Distinct (DB)
Returns only distinct combinations of values from specified columns of a database source. Rows are not returned in any particular order, but each combination of values within a row is distinct from other rows.
Information at a Glance
Note: You can also use this operator in a workflow that uses TIBCO® Data Virtualization and Apache Spark 3.2 or later.
|
Parameter |
Description |
|---|---|
| Category | Transform |
| Data source type | DB |
| Send output to other operators | Yes |
| Data processing tool | SQL |
Note: The Distinct (DB) operator is for database data only. For Hadoop data, use the
Distinct (HD) operator.
Input
A database source. Users choose the columns from which they want distinct combinations, and the operator performs the calculation.
Bad or Missing Values
Missing values are considered as part of determination of distinct values. If a column has a missing value, a missing value is considered distinct from a value.

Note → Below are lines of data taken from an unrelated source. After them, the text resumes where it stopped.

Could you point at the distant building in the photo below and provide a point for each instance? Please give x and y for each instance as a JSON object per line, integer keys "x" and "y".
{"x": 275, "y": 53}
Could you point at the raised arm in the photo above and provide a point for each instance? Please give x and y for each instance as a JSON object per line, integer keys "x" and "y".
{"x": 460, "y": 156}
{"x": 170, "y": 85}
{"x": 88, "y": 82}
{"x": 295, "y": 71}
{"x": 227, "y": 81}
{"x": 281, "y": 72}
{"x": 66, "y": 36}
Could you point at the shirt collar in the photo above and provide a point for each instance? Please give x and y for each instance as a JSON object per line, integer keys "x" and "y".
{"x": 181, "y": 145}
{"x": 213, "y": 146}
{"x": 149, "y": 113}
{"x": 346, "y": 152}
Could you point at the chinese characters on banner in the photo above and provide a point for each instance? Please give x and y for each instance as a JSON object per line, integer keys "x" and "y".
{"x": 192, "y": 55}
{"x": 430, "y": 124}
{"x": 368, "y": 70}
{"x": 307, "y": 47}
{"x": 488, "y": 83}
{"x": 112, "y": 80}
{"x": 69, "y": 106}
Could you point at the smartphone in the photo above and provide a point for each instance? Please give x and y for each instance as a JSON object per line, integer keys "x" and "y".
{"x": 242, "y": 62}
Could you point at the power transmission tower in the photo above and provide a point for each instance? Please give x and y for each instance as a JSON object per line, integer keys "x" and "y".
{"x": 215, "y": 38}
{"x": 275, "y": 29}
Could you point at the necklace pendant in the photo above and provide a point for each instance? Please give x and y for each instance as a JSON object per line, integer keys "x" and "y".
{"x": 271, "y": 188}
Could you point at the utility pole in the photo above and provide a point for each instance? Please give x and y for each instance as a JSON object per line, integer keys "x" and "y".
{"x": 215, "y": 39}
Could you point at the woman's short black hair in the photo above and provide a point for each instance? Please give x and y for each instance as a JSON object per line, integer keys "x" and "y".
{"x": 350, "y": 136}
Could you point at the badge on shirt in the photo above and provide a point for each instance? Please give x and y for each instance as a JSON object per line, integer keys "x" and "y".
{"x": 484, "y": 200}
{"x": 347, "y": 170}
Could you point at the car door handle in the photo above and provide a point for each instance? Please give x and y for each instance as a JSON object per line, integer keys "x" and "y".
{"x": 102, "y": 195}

This operator handles null values by eliminating them from the input calculation. To prevent this behavior, use the
Null Value Replacement (DB) operator on the initial training data to replace bad or missing values.
Configuration
| Parameter | Description |
|---|---|
| Notes | Notes or helpful information about this operator's parameter settings. When you enter content in the Notes field, a yellow asterisk appears on the operator. |
| Distinct Columns
*required |
Select one or more columns from the data source by which to generate rows of data, where each row has a distinct combination of column values. |
| Output Type |
|
| Output Schema | The schema for the output table or view. |
| Output Table | Specify the table path and name where the output of the results is generated. By default, this is a unique table name based on your user ID, workflow ID, and operator. |
| Drop If Exists | Specifies whether to overwrite an existing table.
|
Output
Data Output
A subset of data with only selected columns, and each row only distinct combinations of values in those columns.